Understanding How the Different Parsers Work
A DOM parser works by parsing an XML file into a native data structure matching the hierarchy of the XML file. Most of the processing is done up front and the entire file is looked at, so a DOM parser typically uses the most memory of the three parsers. A SAX parser works by having the user implement a class with method handlers for various events, such as finding tags or attributes. A Pull Parser works by creating a loop that continually requests the next event and can then handle that event directly within the loop. The idea with the Pull Parser is that it can easily be stopped at any point, only do processing on demand, and remove the overhead of extra method calls and classes.
Although each of the three parsers is different, they all have the same fundamentals: they are designed for parsing XML. This means that the code for handling events, such as finding and interpreting the tag data and attributes, can remain basically the same across all three implementations. Since this code will remain the same, any performance differences should be due to differences in the parsing algorithms, including their use of memory, which may cause Java garbage collection to run more frequently.
Crafting a Reasonable Performance Test for Parser Performance
I decided a fun comparison exercise for all three parsers would be to parse a typical GPX XML file. I chose GPX because of the popularity of location-based services on mobile and the prevalence of the file format amongst GPS units. The GPX format often has a relatively large number of records-at least when compared to something like a news feed which may only ever have the latest twenty items. Additionally, many GPS devices support this format. Each record is relatively simple and contains just a few pieces of data.

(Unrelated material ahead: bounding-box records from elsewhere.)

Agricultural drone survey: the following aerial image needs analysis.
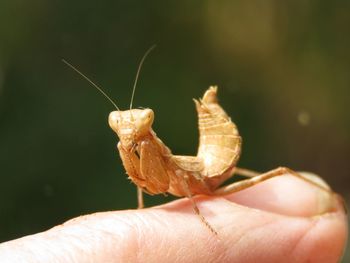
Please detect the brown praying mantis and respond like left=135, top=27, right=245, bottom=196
left=63, top=46, right=332, bottom=234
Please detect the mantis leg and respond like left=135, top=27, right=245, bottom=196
left=233, top=167, right=261, bottom=177
left=137, top=186, right=144, bottom=209
left=118, top=143, right=145, bottom=209
left=214, top=167, right=332, bottom=195
left=183, top=175, right=218, bottom=235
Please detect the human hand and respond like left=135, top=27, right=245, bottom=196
left=0, top=176, right=347, bottom=263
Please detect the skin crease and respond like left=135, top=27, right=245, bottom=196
left=0, top=175, right=347, bottom=263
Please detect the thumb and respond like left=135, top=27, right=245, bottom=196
left=0, top=176, right=347, bottom=263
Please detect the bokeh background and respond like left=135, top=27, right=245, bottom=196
left=0, top=0, right=350, bottom=260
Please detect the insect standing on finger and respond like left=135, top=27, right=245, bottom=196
left=63, top=46, right=332, bottom=234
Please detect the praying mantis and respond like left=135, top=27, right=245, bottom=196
left=62, top=46, right=332, bottom=235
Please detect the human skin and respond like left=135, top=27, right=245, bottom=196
left=0, top=175, right=347, bottom=263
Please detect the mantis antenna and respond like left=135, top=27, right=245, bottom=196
left=130, top=45, right=156, bottom=113
left=62, top=59, right=120, bottom=111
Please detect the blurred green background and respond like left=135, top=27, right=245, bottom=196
left=0, top=0, right=350, bottom=260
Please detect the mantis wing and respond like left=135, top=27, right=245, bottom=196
left=140, top=140, right=170, bottom=194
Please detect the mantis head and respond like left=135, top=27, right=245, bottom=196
left=108, top=109, right=154, bottom=150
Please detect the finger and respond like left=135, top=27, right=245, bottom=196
left=0, top=174, right=346, bottom=263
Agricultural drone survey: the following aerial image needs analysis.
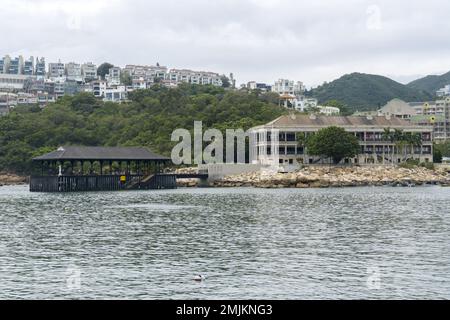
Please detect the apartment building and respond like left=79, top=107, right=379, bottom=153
left=105, top=67, right=121, bottom=86
left=65, top=62, right=83, bottom=83
left=35, top=57, right=46, bottom=77
left=166, top=69, right=222, bottom=86
left=48, top=61, right=66, bottom=79
left=272, top=79, right=305, bottom=97
left=409, top=97, right=450, bottom=141
left=249, top=115, right=433, bottom=169
left=436, top=84, right=450, bottom=97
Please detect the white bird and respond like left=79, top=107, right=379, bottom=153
left=194, top=274, right=206, bottom=281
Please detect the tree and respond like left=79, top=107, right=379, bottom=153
left=306, top=126, right=360, bottom=164
left=97, top=62, right=114, bottom=80
left=324, top=99, right=353, bottom=116
left=220, top=75, right=231, bottom=88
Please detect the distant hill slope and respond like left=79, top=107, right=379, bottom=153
left=407, top=71, right=450, bottom=95
left=308, top=73, right=431, bottom=111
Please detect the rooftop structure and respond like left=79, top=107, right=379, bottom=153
left=378, top=99, right=416, bottom=119
left=30, top=146, right=176, bottom=192
left=250, top=115, right=433, bottom=170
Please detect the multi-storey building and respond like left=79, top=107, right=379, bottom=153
left=0, top=74, right=33, bottom=91
left=23, top=57, right=35, bottom=76
left=35, top=57, right=46, bottom=78
left=53, top=78, right=66, bottom=98
left=249, top=115, right=433, bottom=169
left=65, top=62, right=83, bottom=82
left=48, top=61, right=66, bottom=79
left=105, top=67, right=121, bottom=86
left=92, top=80, right=108, bottom=98
left=166, top=69, right=222, bottom=87
left=123, top=65, right=167, bottom=87
left=8, top=56, right=23, bottom=74
left=436, top=84, right=450, bottom=97
left=81, top=62, right=97, bottom=82
left=409, top=97, right=450, bottom=141
left=272, top=79, right=305, bottom=97
left=0, top=55, right=11, bottom=73
left=103, top=86, right=128, bottom=102
left=247, top=81, right=272, bottom=92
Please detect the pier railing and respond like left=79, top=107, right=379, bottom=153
left=30, top=174, right=177, bottom=192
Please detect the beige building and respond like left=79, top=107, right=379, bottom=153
left=250, top=115, right=433, bottom=170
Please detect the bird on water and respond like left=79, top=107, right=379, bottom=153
left=194, top=274, right=206, bottom=281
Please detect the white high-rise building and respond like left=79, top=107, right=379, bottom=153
left=48, top=61, right=66, bottom=79
left=81, top=62, right=97, bottom=82
left=66, top=62, right=83, bottom=82
left=105, top=67, right=121, bottom=86
left=436, top=84, right=450, bottom=97
left=167, top=69, right=222, bottom=87
left=272, top=79, right=305, bottom=97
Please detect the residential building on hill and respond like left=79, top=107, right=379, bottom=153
left=81, top=62, right=97, bottom=82
left=105, top=67, right=121, bottom=86
left=378, top=99, right=416, bottom=119
left=65, top=62, right=83, bottom=83
left=48, top=61, right=66, bottom=79
left=436, top=84, right=450, bottom=97
left=166, top=69, right=222, bottom=87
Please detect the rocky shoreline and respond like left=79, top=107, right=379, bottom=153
left=0, top=172, right=28, bottom=187
left=179, top=166, right=450, bottom=188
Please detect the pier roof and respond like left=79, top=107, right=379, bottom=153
left=33, top=146, right=170, bottom=161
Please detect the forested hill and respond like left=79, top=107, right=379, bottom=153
left=308, top=73, right=432, bottom=111
left=407, top=71, right=450, bottom=95
left=0, top=84, right=286, bottom=173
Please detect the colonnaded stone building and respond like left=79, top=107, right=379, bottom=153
left=249, top=114, right=433, bottom=169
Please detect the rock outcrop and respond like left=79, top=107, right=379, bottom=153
left=180, top=166, right=450, bottom=188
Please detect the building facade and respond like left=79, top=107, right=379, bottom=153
left=166, top=69, right=222, bottom=87
left=249, top=115, right=433, bottom=169
left=436, top=84, right=450, bottom=97
left=81, top=62, right=97, bottom=82
left=409, top=97, right=450, bottom=142
left=48, top=61, right=66, bottom=79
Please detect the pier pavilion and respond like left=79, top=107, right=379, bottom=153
left=30, top=146, right=176, bottom=192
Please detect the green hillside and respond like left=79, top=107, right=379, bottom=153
left=407, top=71, right=450, bottom=95
left=0, top=84, right=287, bottom=173
left=308, top=73, right=431, bottom=111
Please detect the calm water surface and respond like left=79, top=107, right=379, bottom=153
left=0, top=186, right=450, bottom=299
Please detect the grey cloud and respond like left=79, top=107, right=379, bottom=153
left=0, top=0, right=450, bottom=86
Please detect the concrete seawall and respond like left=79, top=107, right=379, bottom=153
left=179, top=166, right=450, bottom=188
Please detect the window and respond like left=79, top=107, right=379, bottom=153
left=286, top=146, right=296, bottom=154
left=286, top=132, right=295, bottom=141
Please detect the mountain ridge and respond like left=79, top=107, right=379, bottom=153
left=307, top=72, right=433, bottom=111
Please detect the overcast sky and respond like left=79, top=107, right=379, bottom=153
left=0, top=0, right=450, bottom=87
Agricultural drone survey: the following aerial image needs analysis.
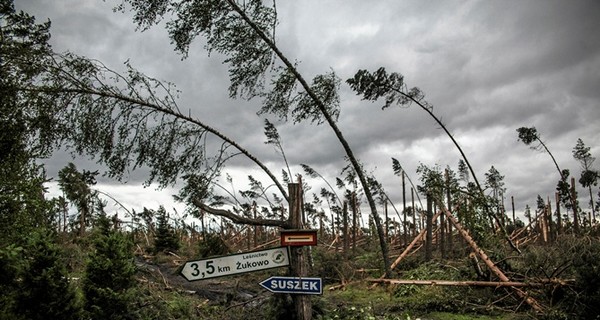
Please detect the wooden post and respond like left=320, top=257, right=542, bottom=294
left=288, top=183, right=312, bottom=320
left=402, top=170, right=408, bottom=245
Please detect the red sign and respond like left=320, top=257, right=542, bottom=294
left=281, top=229, right=317, bottom=247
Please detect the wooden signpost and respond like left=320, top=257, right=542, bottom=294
left=180, top=181, right=316, bottom=320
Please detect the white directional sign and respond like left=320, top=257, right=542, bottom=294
left=181, top=247, right=290, bottom=281
left=260, top=277, right=323, bottom=294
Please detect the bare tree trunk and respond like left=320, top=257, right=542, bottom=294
left=342, top=201, right=350, bottom=259
left=350, top=192, right=358, bottom=251
left=554, top=192, right=563, bottom=234
left=510, top=196, right=517, bottom=227
left=444, top=210, right=543, bottom=312
left=571, top=177, right=579, bottom=234
left=425, top=194, right=433, bottom=261
left=402, top=170, right=408, bottom=245
left=410, top=188, right=418, bottom=236
left=442, top=170, right=454, bottom=258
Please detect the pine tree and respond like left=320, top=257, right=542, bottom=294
left=17, top=231, right=82, bottom=320
left=83, top=215, right=136, bottom=319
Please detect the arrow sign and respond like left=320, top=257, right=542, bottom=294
left=280, top=229, right=317, bottom=246
left=180, top=247, right=290, bottom=281
left=260, top=277, right=323, bottom=294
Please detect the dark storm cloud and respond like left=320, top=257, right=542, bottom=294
left=17, top=0, right=600, bottom=218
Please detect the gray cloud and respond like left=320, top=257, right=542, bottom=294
left=17, top=0, right=600, bottom=220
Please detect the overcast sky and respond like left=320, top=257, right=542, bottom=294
left=15, top=0, right=600, bottom=225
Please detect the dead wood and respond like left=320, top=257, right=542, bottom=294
left=367, top=279, right=545, bottom=287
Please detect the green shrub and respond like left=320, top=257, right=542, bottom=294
left=0, top=231, right=82, bottom=320
left=83, top=216, right=136, bottom=319
left=198, top=233, right=230, bottom=258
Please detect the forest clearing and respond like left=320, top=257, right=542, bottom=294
left=0, top=0, right=600, bottom=320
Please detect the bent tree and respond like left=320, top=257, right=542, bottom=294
left=517, top=127, right=579, bottom=232
left=117, top=0, right=390, bottom=273
left=346, top=68, right=520, bottom=253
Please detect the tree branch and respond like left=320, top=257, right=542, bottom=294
left=192, top=200, right=290, bottom=229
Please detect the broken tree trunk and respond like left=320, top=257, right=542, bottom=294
left=442, top=208, right=543, bottom=312
left=367, top=279, right=545, bottom=287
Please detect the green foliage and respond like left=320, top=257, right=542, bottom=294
left=83, top=216, right=136, bottom=319
left=0, top=0, right=55, bottom=243
left=517, top=127, right=540, bottom=150
left=198, top=233, right=230, bottom=258
left=346, top=67, right=432, bottom=109
left=515, top=235, right=600, bottom=319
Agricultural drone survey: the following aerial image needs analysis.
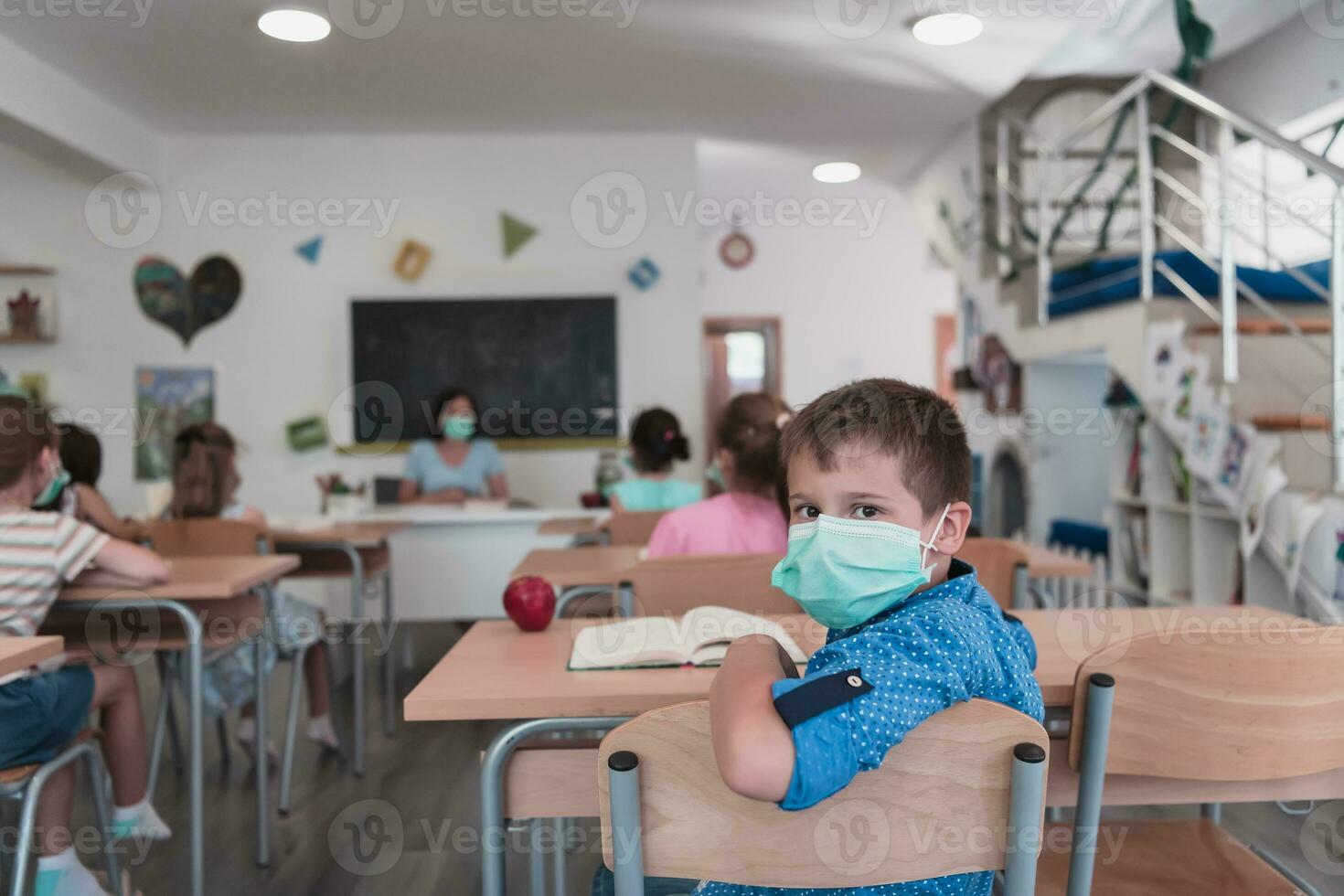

Here is an example GPX-format record:
<TRKPT LAT="43.95048" LON="-71.0852">
Since I was using a real-world XML file format, I originally thought I'd use files of real world sizes. For instance, a GPS unit that collects a location record each minute for a week will generate a GPX file with just over 10,000 records. As it turns out, my quick and dirty parsers were a bit slow for that size file, so I paired my results down and used 3 different file sizes:
- Small size of 70 records
- Medium size of 560 records
- Large size of 2,796 records
I ran each of the tests between two and six times to help factor out other events that might be going on with the handset. All tests were run on a production T-Mobile G1 handset with Android 1.1.